If the valuation function is monotone, then GS implies SI and SI implies NC and NC implies GS, so these three conditions are equivalent.

=== M^{♮} Concave (MX) ===
The M^{♮}-condition comes from convex analysis (the symbol is the "natural" symbol similar to its use in music). It says that for all sets $X,Y$ and for every item $x \in X$, at least one of the following must be true:
- $u(X)+u(Y)\leq u(X\setminus \{x\})+u(Y \cup \{x\})$, or
- there exists an item $y \in Y$ such that $u(X)+u(Y)\leq u(X\setminus \{x\} \cup \{y\})+u(Y\setminus \{y\} \cup \{x\})$.

The M^{♮}-concavity property is also called M^{♮}-exchange property. It has the following interpretation. Suppose Alice and Bob both have utility function $u$, and are endowed with bundles $X$ and $Y$ respectively. For every item that Alice hands Bob, Bob can hand at most one item to Alice, such that their total utility after the exchange is preserved or increased.

SI implies MX and MX implies SI, so they are equivalent.
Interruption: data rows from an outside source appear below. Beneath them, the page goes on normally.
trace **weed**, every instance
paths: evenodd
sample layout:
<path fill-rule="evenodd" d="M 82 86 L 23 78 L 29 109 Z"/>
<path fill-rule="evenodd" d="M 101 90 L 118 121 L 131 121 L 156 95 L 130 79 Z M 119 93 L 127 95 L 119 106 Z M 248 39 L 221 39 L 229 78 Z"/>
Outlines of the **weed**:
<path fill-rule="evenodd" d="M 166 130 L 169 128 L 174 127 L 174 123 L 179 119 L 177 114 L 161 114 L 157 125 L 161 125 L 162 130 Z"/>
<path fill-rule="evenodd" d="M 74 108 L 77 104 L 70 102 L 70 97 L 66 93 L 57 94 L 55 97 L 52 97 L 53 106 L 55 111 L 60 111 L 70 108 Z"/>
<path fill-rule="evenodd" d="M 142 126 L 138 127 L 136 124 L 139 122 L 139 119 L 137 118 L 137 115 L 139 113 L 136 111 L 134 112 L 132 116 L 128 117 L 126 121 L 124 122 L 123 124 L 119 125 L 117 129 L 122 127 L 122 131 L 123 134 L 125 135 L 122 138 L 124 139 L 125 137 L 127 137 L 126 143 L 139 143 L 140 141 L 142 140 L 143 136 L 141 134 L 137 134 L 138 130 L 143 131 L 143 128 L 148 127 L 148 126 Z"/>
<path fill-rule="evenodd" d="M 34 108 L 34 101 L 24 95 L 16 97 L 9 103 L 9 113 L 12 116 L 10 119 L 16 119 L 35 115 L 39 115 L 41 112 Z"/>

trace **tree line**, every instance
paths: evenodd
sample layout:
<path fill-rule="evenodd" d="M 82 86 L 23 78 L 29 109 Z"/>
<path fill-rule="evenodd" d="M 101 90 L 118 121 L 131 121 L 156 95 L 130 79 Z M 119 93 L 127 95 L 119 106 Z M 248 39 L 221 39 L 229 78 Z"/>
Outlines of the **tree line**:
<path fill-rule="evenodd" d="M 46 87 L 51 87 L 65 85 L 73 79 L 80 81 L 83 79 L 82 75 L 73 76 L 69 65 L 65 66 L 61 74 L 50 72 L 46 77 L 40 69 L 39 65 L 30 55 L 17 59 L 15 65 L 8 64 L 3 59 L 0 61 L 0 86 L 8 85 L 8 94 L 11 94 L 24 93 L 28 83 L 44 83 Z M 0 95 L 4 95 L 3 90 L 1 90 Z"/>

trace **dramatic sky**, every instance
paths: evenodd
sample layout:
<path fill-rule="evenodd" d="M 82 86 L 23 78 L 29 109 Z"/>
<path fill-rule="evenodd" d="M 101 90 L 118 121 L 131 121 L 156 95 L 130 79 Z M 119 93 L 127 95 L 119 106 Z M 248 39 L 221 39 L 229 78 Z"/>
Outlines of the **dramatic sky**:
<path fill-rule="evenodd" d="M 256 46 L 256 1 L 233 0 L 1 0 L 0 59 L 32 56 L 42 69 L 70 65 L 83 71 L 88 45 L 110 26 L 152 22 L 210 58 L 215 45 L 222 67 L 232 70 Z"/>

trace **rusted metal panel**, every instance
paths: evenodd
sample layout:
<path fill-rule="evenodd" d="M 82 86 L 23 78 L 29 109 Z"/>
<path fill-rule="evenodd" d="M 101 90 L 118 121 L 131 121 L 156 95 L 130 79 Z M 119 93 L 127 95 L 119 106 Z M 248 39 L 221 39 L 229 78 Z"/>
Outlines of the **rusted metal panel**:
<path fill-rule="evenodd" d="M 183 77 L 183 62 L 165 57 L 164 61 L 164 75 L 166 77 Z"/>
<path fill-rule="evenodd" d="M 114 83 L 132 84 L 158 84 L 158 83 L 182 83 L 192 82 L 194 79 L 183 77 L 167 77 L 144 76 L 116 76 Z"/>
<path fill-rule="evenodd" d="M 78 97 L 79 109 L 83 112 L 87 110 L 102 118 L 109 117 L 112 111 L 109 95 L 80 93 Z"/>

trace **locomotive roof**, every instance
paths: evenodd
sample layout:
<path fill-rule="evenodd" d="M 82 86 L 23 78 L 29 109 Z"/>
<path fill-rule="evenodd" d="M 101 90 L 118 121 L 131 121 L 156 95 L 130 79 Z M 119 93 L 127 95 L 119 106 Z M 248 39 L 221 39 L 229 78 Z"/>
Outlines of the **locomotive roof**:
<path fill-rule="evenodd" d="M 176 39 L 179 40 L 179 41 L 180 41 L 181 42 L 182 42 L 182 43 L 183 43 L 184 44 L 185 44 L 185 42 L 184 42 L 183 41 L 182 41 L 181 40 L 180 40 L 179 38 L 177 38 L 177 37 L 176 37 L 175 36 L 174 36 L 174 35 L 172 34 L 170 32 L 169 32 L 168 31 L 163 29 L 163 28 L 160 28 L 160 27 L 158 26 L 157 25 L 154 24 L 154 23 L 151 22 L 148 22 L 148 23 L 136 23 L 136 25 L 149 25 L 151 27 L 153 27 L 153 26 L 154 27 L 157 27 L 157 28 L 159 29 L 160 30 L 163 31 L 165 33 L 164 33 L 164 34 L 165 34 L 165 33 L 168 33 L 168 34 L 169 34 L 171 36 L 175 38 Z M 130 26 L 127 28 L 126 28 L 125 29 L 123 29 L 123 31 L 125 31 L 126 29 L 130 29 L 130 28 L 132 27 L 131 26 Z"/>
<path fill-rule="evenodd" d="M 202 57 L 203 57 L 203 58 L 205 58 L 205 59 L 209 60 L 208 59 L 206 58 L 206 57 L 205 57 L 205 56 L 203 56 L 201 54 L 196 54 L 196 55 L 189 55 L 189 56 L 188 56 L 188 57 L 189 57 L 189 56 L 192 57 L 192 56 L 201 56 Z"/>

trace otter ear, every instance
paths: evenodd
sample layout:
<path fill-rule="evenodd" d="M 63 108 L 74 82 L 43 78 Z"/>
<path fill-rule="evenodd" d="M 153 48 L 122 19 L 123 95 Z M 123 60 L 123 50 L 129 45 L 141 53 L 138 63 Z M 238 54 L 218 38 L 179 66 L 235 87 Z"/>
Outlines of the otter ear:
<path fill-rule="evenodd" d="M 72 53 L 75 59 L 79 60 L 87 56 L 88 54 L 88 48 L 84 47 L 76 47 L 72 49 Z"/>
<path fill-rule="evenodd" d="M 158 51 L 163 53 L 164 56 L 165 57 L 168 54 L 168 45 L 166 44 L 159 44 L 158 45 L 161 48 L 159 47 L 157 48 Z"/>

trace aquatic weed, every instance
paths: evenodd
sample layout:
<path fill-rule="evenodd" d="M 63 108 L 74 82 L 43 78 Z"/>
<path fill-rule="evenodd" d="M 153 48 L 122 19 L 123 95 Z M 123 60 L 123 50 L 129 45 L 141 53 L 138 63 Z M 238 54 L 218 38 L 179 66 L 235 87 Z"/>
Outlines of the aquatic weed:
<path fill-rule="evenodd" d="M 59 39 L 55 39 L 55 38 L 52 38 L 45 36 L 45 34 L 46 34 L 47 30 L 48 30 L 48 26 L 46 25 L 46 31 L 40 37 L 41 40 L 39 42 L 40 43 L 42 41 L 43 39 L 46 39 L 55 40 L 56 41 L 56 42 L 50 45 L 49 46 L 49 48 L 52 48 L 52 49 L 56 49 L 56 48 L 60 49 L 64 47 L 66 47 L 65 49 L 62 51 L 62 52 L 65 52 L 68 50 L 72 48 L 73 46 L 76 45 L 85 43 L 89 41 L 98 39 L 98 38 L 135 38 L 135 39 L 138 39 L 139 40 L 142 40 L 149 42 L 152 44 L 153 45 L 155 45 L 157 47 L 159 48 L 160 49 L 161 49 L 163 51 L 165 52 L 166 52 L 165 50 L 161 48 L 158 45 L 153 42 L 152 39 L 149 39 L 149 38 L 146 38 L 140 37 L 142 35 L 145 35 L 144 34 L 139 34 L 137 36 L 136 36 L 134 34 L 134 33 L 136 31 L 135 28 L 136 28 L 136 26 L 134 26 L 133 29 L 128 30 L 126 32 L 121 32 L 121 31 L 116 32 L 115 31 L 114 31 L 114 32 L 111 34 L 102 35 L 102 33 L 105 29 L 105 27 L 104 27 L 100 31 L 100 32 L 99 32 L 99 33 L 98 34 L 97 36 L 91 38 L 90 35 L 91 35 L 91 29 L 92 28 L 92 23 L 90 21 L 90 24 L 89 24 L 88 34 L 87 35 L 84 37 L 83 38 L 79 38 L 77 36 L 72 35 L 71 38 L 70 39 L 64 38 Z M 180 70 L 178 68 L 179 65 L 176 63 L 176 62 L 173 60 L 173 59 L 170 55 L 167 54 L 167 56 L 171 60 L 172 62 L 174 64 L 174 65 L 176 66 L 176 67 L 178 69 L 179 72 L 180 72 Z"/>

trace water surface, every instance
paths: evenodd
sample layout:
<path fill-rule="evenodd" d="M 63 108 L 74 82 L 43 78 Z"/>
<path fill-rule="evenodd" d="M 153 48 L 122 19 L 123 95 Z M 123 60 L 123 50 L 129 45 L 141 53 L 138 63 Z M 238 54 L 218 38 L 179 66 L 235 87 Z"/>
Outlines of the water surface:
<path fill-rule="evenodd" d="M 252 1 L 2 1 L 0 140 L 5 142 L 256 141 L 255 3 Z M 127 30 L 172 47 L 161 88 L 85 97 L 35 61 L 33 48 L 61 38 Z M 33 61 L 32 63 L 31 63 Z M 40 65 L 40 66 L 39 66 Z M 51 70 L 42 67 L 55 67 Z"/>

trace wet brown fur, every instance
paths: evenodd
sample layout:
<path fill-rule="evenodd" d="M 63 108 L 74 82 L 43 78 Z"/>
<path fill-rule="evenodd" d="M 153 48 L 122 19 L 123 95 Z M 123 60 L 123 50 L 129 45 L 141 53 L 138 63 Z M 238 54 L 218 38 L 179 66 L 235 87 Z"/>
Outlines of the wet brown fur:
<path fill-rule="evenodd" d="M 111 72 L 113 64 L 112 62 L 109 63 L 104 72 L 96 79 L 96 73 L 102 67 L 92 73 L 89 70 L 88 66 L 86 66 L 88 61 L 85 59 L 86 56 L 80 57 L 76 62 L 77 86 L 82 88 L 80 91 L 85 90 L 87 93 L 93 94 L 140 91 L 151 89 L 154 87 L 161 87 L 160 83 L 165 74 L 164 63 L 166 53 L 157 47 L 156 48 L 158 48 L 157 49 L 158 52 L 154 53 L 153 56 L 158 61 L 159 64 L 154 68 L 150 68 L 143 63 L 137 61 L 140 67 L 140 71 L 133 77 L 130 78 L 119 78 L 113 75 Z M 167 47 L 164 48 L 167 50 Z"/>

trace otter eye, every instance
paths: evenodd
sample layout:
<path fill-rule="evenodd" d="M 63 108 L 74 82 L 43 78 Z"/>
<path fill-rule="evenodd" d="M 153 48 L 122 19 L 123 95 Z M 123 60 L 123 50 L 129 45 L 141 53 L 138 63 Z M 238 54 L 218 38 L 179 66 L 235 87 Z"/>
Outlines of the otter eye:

=== Strong No Complementaries (SNC) ===
The SNC condition says that, for all sets $X$ and $Y$ and for every subset $X'\subseteq X$, there is a subset $Y'\subseteq Y$ such that:
$u(X)+u(Y)\leq u(X\setminus X' \cup Y')+u(Y\setminus Y' \cup X')$

The SNC property is also called M^{♮}-multiple-exchange property. It has the following interpretation. Suppose Alice and Bob both have utility function $u$, and are endowed with bundles $X$ and $Y$ respectively. For every subset $X'$ that Alice hands Bob, there is an equivalent subset $Y'$ that Bob can handle Alice, such that their total utility after the exchange is preserved or increased. Note that it is very similar to the MC condition - the only difference is that in MC, Alice hands Bob exactly one item and Bob returns Alice at most one item.
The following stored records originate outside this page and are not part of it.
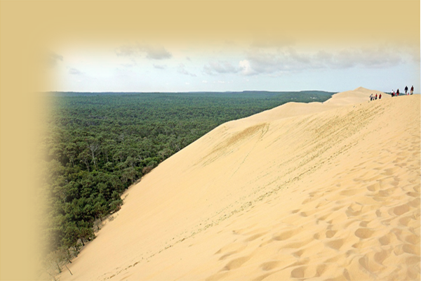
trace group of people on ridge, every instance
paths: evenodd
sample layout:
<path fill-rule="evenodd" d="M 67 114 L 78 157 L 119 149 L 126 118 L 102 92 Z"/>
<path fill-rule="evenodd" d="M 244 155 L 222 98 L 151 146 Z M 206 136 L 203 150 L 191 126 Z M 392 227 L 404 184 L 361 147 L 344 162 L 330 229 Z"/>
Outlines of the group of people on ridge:
<path fill-rule="evenodd" d="M 382 98 L 382 94 L 380 93 L 379 96 L 379 100 Z M 377 100 L 377 93 L 375 94 L 375 96 L 373 96 L 373 93 L 371 95 L 370 95 L 370 100 Z"/>
<path fill-rule="evenodd" d="M 405 94 L 406 95 L 413 95 L 413 93 L 414 93 L 414 86 L 413 85 L 412 87 L 410 87 L 410 92 L 408 91 L 408 86 L 405 86 Z M 392 90 L 392 96 L 394 97 L 395 96 L 399 96 L 399 89 L 396 90 L 396 93 L 394 92 L 394 91 Z"/>

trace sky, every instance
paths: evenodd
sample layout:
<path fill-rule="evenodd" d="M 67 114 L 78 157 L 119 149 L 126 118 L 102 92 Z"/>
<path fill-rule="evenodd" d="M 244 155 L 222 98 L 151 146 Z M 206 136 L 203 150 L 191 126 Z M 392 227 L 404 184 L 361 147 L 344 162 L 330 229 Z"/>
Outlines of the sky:
<path fill-rule="evenodd" d="M 419 46 L 332 41 L 270 35 L 62 41 L 49 48 L 44 91 L 340 92 L 363 86 L 390 92 L 413 85 L 419 92 Z"/>

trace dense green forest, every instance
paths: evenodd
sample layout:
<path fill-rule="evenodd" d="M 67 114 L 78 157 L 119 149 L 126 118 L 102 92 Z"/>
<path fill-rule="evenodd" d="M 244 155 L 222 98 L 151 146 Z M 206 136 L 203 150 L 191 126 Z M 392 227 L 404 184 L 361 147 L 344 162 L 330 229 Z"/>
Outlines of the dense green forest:
<path fill-rule="evenodd" d="M 119 209 L 128 186 L 186 145 L 227 121 L 333 93 L 46 94 L 43 254 L 70 261 L 95 237 L 95 221 Z"/>

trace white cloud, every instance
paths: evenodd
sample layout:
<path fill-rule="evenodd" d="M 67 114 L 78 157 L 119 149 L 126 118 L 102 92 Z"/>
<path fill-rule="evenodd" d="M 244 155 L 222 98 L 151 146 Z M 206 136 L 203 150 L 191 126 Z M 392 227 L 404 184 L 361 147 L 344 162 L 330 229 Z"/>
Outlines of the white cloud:
<path fill-rule="evenodd" d="M 247 60 L 241 60 L 239 63 L 240 68 L 241 69 L 241 73 L 244 75 L 250 75 L 253 74 L 253 71 L 250 66 L 250 62 Z"/>
<path fill-rule="evenodd" d="M 239 67 L 234 67 L 227 60 L 210 61 L 203 67 L 203 72 L 209 75 L 218 73 L 236 73 L 240 70 Z"/>
<path fill-rule="evenodd" d="M 157 68 L 159 70 L 165 70 L 166 68 L 166 65 L 155 65 L 155 64 L 154 64 L 154 67 Z"/>
<path fill-rule="evenodd" d="M 246 60 L 240 62 L 243 70 L 241 73 L 244 74 L 354 67 L 389 67 L 402 62 L 399 53 L 382 47 L 349 48 L 336 52 L 323 50 L 300 52 L 291 47 L 276 50 L 251 48 L 246 53 Z"/>
<path fill-rule="evenodd" d="M 181 73 L 182 74 L 190 75 L 192 77 L 196 77 L 195 74 L 189 72 L 186 70 L 186 66 L 183 63 L 180 63 L 180 64 L 178 65 L 178 69 L 177 72 L 178 73 Z"/>
<path fill-rule="evenodd" d="M 146 44 L 126 44 L 116 48 L 117 55 L 135 57 L 146 55 L 146 58 L 152 60 L 163 60 L 170 58 L 173 55 L 163 46 Z"/>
Note: to check whether u has SNC, it is sufficient to consider the cases in which
$X'\subseteq X\setminus Y$. And it is sufficient to check the non-trivial subsets, i.e., the cases in which $X'\neq \emptyset$ and $X'\neq X\setminus Y$. And for these cases, we only need to search among bundles $Y'\subseteq Y\setminus X$.

Kazuo Murota proved that MX implies SNC.

It is obvious that SNC implies NC. Proof: Fix an SNC utility function $u$ and a price-vector $p$. Let $A,B$ be two bundles in the demand-set $D(u,p)$. This means that they have the same net-utility, E.g., $U_p:=u_p(A)=u_p(B)$, and all other bundles have a net-utility of at most $U_p$. By the SNC condition, for every $A'\subset A$, there exists $B'\subseteq B$ such that $u_p(A\setminus A'\cup B)+u_p(B\setminus B'\cup A) \geq u_p(A)+u_p(B) = 2\cdot U_p$. But $u_p(A\setminus A'\cup B)$ and $u_p(B\setminus B'\cup A)$ are both at most $U_p$. Hence, both must be exactly $U_p$. Hence, both are also in $D(u,p)$.

We already said that NC implies GS which implies SI, and that SI implies MX. This closes the loop and shows that all these properties are equivalent (there is also a direct proof that SNC implies MX).

=== Downward Demand Flow (DDF) ===
The DDF condition is related to changes in the price-vector. If we order the items by an ascending order of their price-increase, then the demand of a GS agents flows only downwards – from items whose price increased more to items whose price increased less, or from items whose price increased to items whose price decreased, or from items whose price decreased less to items whose price decreased more.

Formally, let $p,q$ be two price-vectors and let $\Delta := q-p$ be the price-increase vector. If an item $x$ is demanded under $p$ and not demanded under $q$, then there is another item $y$ with $\Delta_y<\Delta_x$ that is not demanded under $p$ and is demanded under $q$.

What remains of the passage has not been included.